In a true community, you’re surrounded by people who care about each other. Everyone looks out for one another. I was touched by the concern and awareness of these township residents and amazed by the power of one person speaking out. One person taking a few minutes out of his or her day to speak to a passing caregiver may have saved a life. I couldn’t help but think: in America, how often would a neighbor beg a doctor to help out the guy living down the street?
Another positive to a community is that when everyone is looking out for each other, friendships are made. And everyone is happier and healthier, at least mentally, when there are others to talk to and spend time with. Plett is a pretty small town when it comes down to it. The other day, Lauren and I went down the hill to Woolworth’s to get baking supplies for chocolate chip cookies. Upon reaching checkout, we were pleasantly surprised to find that our cashier was a woman who lives in one of our patients’ houses. We struck up a conversation and she told us about the patient’s weekend plans. It made me realize that the influence I was making in this community was real—people knew me, recognized me. I felt like I was actually helping people.
If it takes a village to raise a child, maybe it takes a community to combat AIDS.

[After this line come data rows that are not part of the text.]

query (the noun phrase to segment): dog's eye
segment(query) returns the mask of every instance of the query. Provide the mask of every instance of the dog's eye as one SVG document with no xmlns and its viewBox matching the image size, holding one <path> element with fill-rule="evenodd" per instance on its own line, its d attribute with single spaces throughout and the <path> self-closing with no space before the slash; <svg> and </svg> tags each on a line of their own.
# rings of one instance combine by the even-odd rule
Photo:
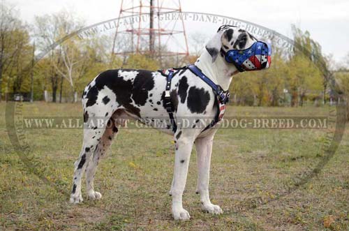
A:
<svg viewBox="0 0 349 231">
<path fill-rule="evenodd" d="M 239 47 L 240 49 L 244 48 L 246 43 L 247 43 L 247 36 L 244 34 L 239 39 Z"/>
</svg>

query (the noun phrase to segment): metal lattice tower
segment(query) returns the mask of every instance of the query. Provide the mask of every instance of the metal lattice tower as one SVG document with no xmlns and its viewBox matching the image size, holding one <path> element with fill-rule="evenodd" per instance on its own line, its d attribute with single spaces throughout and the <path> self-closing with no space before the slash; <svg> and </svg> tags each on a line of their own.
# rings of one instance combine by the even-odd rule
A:
<svg viewBox="0 0 349 231">
<path fill-rule="evenodd" d="M 170 14 L 177 17 L 171 18 Z M 128 22 L 126 17 L 131 22 L 122 24 L 121 20 Z M 128 43 L 126 48 L 125 41 Z M 120 43 L 124 43 L 124 50 L 119 49 Z M 175 50 L 170 47 L 175 47 Z M 188 56 L 180 0 L 121 0 L 112 52 Z"/>
</svg>

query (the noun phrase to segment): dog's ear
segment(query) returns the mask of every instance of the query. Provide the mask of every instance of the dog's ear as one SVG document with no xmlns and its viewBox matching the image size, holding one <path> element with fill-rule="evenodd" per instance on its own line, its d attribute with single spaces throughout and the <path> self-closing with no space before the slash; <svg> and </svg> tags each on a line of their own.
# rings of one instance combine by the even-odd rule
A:
<svg viewBox="0 0 349 231">
<path fill-rule="evenodd" d="M 223 30 L 218 31 L 216 35 L 206 44 L 205 48 L 212 57 L 212 63 L 216 61 L 222 46 Z"/>
</svg>

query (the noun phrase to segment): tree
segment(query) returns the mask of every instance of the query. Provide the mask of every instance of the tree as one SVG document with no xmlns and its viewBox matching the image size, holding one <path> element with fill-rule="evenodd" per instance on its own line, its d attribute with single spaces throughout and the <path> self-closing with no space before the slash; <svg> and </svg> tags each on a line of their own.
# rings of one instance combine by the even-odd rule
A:
<svg viewBox="0 0 349 231">
<path fill-rule="evenodd" d="M 35 36 L 38 46 L 42 50 L 49 47 L 59 38 L 70 34 L 83 26 L 83 22 L 75 18 L 73 14 L 68 11 L 62 10 L 53 15 L 46 15 L 36 17 Z M 60 82 L 61 96 L 63 91 L 63 80 L 65 79 L 68 82 L 73 94 L 73 98 L 76 101 L 76 91 L 74 85 L 74 73 L 77 61 L 80 50 L 76 45 L 77 37 L 70 38 L 64 43 L 60 44 L 57 48 L 52 50 L 49 52 L 52 66 L 48 66 L 52 71 L 50 78 L 52 89 L 52 100 L 56 102 L 57 91 Z M 53 68 L 53 69 L 52 69 Z"/>
<path fill-rule="evenodd" d="M 8 89 L 10 84 L 15 79 L 15 89 L 17 91 L 20 89 L 22 77 L 15 77 L 16 74 L 21 73 L 23 67 L 22 62 L 24 61 L 23 55 L 26 50 L 29 49 L 29 36 L 26 27 L 22 22 L 17 20 L 17 10 L 13 6 L 10 6 L 1 2 L 0 3 L 0 100 L 3 93 L 3 80 L 4 77 L 11 77 L 12 80 L 6 80 Z"/>
</svg>

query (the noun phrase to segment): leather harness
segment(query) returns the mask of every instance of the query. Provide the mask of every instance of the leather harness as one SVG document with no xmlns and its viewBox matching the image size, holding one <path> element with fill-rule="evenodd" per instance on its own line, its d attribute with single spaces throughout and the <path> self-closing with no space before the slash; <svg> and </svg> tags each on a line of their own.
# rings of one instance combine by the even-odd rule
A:
<svg viewBox="0 0 349 231">
<path fill-rule="evenodd" d="M 209 87 L 211 87 L 212 91 L 214 91 L 216 96 L 215 100 L 217 100 L 216 102 L 218 103 L 216 103 L 218 106 L 217 114 L 216 115 L 214 119 L 202 131 L 203 132 L 213 127 L 214 125 L 216 125 L 216 124 L 222 120 L 223 117 L 224 115 L 224 112 L 225 112 L 225 105 L 229 101 L 230 94 L 228 91 L 225 91 L 223 90 L 221 86 L 216 84 L 212 80 L 211 80 L 207 76 L 206 76 L 202 73 L 202 71 L 201 71 L 201 70 L 196 66 L 191 64 L 179 69 L 184 69 L 184 68 L 189 69 L 194 75 L 200 77 L 202 81 L 204 81 L 206 84 L 207 84 Z M 165 103 L 165 107 L 168 113 L 168 117 L 170 117 L 170 120 L 172 128 L 172 131 L 174 133 L 176 132 L 177 126 L 173 115 L 172 105 L 170 99 L 170 91 L 171 89 L 171 81 L 172 79 L 173 78 L 174 73 L 174 71 L 178 70 L 179 69 L 175 69 L 175 68 L 168 69 L 168 70 L 159 70 L 161 74 L 166 76 L 167 77 L 166 87 L 165 90 L 164 103 Z M 168 72 L 168 74 L 167 75 L 165 74 L 166 71 Z"/>
</svg>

A very big concept I’ve learned from our work is that every place has different needs. Blanket solutions to a problem are not the answer. What works in one region simply will not work in another, regardless of what statistics may predict or the UN may say. And that’s because societies all have their own people, culture, traditions, beliefs, infrastructure (or lack thereof.) Spending a good chunk of years living on tiny Orcas Island has led me to develop an appreciation for small-town life. So maybe I’m biased, but I think it’s important to never undermine the importance of a community. Each community knows where it stands; each community knows its values better than anyone else. Maybe stigmas wouldn’t even be an issue if policies were handled on this sort of smaller scale, as everyone would be in more equal understanding. I know it’s not that simple. There are myriad complications. But if nothing else, remember that the little things are often just as crucial as the larger ones.